Even with these possibilities of more national exposure for smaller markets and Canadian teams, there is still the matter of “cheapening” the thrill of the Winter Classic. If the league decides to add additional outdoor games, would the Classic lose some of its luster? Would fans make other choices for their sports viewing if the matchup that the league comes up with doesn’t tantalize them? These questions are legitimate, and need to be discussed at length at the league’s offices before any decision is made.

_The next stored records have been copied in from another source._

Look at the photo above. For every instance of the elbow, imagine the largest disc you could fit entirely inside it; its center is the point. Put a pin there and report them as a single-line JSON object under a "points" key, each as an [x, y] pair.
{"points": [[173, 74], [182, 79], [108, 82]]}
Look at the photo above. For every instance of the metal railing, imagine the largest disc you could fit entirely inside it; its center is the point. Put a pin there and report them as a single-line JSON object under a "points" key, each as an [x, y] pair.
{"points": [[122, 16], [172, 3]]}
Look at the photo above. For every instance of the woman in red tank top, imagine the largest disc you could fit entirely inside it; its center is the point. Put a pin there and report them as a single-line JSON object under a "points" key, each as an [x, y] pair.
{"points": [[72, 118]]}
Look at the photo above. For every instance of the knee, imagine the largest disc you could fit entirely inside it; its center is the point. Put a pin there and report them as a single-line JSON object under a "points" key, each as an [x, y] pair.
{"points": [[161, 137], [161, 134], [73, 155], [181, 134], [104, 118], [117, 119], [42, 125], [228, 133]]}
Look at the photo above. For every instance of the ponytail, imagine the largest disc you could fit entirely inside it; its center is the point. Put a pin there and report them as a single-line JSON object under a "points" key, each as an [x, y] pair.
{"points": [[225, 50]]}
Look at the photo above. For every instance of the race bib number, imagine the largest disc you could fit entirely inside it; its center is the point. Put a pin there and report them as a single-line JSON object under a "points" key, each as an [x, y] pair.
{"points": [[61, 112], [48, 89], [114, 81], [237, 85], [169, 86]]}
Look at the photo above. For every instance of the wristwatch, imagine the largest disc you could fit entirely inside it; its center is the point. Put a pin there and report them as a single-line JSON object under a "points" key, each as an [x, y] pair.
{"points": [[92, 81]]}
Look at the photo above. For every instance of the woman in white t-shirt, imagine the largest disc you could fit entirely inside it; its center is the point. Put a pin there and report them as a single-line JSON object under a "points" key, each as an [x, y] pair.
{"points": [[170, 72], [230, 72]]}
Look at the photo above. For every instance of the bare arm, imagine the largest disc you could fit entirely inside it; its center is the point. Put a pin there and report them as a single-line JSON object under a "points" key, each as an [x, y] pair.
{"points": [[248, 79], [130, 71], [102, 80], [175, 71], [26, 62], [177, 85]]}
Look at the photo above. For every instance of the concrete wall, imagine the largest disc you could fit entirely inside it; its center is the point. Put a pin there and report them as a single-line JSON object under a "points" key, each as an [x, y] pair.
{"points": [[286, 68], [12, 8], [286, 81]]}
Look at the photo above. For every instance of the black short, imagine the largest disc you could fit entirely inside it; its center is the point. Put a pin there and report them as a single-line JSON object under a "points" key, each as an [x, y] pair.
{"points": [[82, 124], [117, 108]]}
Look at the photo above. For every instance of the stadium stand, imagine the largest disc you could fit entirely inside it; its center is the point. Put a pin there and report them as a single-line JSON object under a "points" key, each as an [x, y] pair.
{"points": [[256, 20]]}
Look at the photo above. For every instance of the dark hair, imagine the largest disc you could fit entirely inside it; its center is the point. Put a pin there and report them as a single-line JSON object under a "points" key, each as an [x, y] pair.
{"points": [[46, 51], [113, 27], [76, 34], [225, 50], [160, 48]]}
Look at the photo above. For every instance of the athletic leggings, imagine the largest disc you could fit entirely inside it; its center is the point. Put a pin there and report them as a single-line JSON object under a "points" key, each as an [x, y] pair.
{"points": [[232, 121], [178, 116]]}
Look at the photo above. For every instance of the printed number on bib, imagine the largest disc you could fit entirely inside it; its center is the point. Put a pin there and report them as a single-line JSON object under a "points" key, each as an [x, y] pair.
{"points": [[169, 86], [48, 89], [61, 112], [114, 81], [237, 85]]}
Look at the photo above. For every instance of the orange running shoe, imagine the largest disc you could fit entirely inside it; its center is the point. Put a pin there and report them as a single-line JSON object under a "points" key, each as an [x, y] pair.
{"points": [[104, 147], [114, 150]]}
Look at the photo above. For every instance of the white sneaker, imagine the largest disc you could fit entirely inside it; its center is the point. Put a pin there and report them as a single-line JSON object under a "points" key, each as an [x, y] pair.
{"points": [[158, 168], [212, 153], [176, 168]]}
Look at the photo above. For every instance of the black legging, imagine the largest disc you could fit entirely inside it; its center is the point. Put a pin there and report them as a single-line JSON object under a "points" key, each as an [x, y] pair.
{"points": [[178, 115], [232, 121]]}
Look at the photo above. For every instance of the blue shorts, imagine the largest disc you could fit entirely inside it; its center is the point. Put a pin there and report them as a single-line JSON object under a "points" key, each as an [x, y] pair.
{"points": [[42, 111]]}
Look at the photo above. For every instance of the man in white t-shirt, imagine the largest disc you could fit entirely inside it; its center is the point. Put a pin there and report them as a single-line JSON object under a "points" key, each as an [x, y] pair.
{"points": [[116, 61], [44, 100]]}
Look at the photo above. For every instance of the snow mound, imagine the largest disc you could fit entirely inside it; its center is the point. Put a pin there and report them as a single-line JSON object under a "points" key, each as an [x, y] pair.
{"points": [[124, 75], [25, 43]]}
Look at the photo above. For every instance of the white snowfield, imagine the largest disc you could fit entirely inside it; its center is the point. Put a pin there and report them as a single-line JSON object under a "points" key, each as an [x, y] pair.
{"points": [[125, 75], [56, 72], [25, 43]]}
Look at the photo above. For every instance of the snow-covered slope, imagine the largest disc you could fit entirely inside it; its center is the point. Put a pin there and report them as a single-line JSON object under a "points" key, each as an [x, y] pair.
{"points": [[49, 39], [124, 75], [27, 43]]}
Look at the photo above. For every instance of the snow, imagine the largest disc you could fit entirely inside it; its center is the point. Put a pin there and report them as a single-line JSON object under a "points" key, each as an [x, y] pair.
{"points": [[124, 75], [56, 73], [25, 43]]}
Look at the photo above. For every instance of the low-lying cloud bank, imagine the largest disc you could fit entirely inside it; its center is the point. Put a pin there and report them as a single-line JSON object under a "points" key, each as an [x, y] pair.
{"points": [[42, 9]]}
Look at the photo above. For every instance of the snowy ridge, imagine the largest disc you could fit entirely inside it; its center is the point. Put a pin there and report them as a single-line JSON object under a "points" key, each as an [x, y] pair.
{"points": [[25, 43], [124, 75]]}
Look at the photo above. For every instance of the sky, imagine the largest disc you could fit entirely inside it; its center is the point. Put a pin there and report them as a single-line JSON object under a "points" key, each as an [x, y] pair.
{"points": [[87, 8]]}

There is also the matter of whether or not teams in more Southern areas would be permitted to host these types of games. The Stars would probably love to host a game at Cowboys Stadium in Dallas, and teams like San Jose and St. Louis could feasibly draw large crowds if they were allowed to host outdoor games. The ice surface held up remarkably well in balmy Pittsburgh last year, so would it be possible to include some non-traditional teams in a rotation of outdoor games? The answer to that question is likely no, but if the league starts adding games, there is going to be a huge clamoring from those types of teams to get in on a piece of the action, and that could be a PR issue for the NHL.
Ultimately, the league should decide to stick with only two outdoor games. The Winter Classic should remain in its spot on New Year’s Day, and the Canadian teams should get to rotate the Heritage Classic amongst themselves. Whether that includes American teams or not would be up to schedule makers to decide, but if the league wants to expand the outdoor schedule, then it should only do so to include the Heritage Classic on an annual basis.
Adding more games would not only cheapen the thrill that fans get from seeing the game played outside, but it would also lead to a deluge of teams angling to host that have no business doing so. While a St. Louis/Detroit game at Busch Stadium might be a great thing for the Blues, odds are that fans will not tune in to see a game involving the Blues at a venue that isn’t exactly steeped in history.
If the NHL truly believes that it doesn’t really matter which team plays in the Winter Classic (Collins compared the Classic to the Super Bowl, saying “It’s kind of that line that we use all the time: `Nobody ever cancelled their Super Bowl party because they didn’t like the two teams that were playing in the game”), then they should put their money where their mouth is and have next year’s Classic in St. Paul or Denver. If they can still draw the type of TV audience that they want, then they can make the argument that featuring different markets and more outdoor games is a viable option. Until then, the notion will persist that the quality of TV ratings is directly reflective of the quality of the TV markets involved, and the argument will still stand that they should not cheapen the Classic by bringing more teams from the arena to the great outdoors.